Он замолчал — они уже входили в комнату свиданий.
Но там Роджера ожидал не патер Кейси, капеллан Пентонвиллской тюрьмы, а Гертруда, Ги, его кузина. Она крепко обняла его, и Роджер почувствовал дрожь всего ее тела. „Словно подбитая птичка“, — подумал он. Как она постарела за то время, что его держат в тюрьме! Куда девалась та веселая и озорная ливерпульская девчонка, буквально излучавшая силу, бодрость, уверенность, та привлекательная и жизнерадостная женщина — из-за больной ноги лондонские друзья ласково прозвали ее Хромоножкой, — к которой он был так тесно и прочно привязан всю жизнь? Перед ним, одетая во что-то темное и поношенное, стояла сгорбленная хилая старушка с погасшими глазами, с морщинистым лицом, шеей, руками.
— От меня, должно быть, несет черт знает каким смрадом, — полушутя сказал Роджер, показывая на свою синюю робу, застиранную до пепельной голубизны. — Мыться не дают. Вернут это право лишь один раз — перед казнью, если она все-таки состоится.

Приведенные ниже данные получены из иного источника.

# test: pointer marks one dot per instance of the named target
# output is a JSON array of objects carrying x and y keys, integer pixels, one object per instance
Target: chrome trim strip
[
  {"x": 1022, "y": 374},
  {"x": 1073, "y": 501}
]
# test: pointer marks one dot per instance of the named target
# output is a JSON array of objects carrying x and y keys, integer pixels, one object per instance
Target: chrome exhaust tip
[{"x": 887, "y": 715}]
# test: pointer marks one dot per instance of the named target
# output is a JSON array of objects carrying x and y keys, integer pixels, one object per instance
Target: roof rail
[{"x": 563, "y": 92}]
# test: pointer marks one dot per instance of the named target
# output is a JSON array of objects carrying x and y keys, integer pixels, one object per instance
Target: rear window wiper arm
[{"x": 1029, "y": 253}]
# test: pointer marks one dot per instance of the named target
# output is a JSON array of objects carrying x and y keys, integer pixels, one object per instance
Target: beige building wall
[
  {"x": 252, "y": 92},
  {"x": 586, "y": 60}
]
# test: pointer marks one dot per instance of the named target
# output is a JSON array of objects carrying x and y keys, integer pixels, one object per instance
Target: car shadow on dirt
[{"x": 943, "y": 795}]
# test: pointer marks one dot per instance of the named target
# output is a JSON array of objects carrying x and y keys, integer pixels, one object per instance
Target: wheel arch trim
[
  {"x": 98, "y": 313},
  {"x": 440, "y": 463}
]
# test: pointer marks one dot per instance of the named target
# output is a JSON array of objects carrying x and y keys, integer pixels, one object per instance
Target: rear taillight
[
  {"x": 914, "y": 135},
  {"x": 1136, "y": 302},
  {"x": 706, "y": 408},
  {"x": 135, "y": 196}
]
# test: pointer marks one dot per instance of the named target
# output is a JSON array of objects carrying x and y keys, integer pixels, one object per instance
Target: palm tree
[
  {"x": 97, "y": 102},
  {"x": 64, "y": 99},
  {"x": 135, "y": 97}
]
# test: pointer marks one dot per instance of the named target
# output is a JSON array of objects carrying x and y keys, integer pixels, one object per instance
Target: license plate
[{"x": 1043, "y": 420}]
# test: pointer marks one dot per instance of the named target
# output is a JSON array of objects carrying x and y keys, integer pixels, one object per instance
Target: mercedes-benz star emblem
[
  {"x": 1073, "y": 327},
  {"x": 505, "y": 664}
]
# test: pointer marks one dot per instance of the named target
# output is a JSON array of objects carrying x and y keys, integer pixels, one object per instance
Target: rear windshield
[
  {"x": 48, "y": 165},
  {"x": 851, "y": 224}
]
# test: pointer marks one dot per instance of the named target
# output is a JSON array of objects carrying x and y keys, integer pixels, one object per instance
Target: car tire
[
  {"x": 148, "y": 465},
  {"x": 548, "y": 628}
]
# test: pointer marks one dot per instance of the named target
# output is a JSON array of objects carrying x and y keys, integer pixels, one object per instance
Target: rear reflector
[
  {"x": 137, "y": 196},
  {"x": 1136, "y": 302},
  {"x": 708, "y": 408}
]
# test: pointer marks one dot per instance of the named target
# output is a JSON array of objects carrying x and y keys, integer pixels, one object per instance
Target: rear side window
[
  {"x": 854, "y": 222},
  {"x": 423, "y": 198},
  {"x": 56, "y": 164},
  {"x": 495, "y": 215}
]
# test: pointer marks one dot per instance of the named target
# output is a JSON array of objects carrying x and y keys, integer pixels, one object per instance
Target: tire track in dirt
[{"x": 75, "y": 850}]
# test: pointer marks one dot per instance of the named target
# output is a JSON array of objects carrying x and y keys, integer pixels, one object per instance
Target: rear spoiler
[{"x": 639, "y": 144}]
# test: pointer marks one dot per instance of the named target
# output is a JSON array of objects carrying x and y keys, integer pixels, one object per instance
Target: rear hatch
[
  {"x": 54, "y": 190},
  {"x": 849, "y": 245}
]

— Нет-нет, этого не будет! Кабинет удовлетворит твое прошение… — заговорила Гертруда, для вящей убедительности кивая вслед каждому слову. — Президент Вильсон будет ходатайствовать за тебя перед британским правительством. Он обещал телеграфировать… Они помилуют тебя, казни не будет, верь мне!..
В срывающемся голосе звенело такое напряжение, что Роджеру стало жаль ее — и ее, и всех своих друзей, которые в эти дни переходили от надежды к отчаянию. Он поборол желание расспросить Ги о новой атаке газетчиков, упомянутой смотрителем. Президент Соединенных Штатов заступится за него? Должно быть, расстарались Джон Девой и уцелевшие еще в Уэльсе члены „Клана“. Если это так, его хлопоты могут возыметь действие. И, значит, есть шанс, что приговор будет смягчен.
Присесть было некуда, и Роджер с Гертрудой оставались на ногах, почти прильнув друг к другу и повернувшись спиной к тюремщикам. Маленькая комната свиданий, где оказалось четверо, стала невыносимо, давяще тесной.
— Мэтр Даффи рассказал мне, что тебя уволили из колледжа, — как бы извиняясь, произнес Роджер. — Я знаю, это из-за меня. Ты уж прости, милая Ги. Меньше всего хотелось бы доставлять тебе неприятности…
— Нет, не уволили, а просто попросили, чтобы я не возражала против расторжения контракта. И выплатили сорок фунтов компенсации. Да это не имеет значения — больше времени останется хлопотать за тебя вместе с Элис Стопфорд Грин. Сейчас нет ничего важнее.
Она взяла Роджера за руку и с нежностью пожала ее. Ги много лет учительствовала в женской Школе королевы Анны в Кэвешеме и дослужилась до заместителя директора. Работа ей нравилась, и в своих письмах она часто пересказывала кузену разные забавные эпизоды. А теперь, когда от него все шарахаются как от зачумленного, лишилась места. Чем ей теперь жить? Кто ей поможет?
— Никто не верит тому злобному и мерзкому вздору, который пишут о тебе газеты, — сказала Гертруда, немного понизив голос, как будто от этого двое тюремщиков у нее за спиной могли не услышать ее слов. — Все порядочные люди возмущены, что правительство использовало эту клевету, чтобы проигнорировать письмо в твою защиту, которое подписали столько важных персон.
Голос ее пресекся от сдерживаемого рыдания. Роджер снова обнял ее.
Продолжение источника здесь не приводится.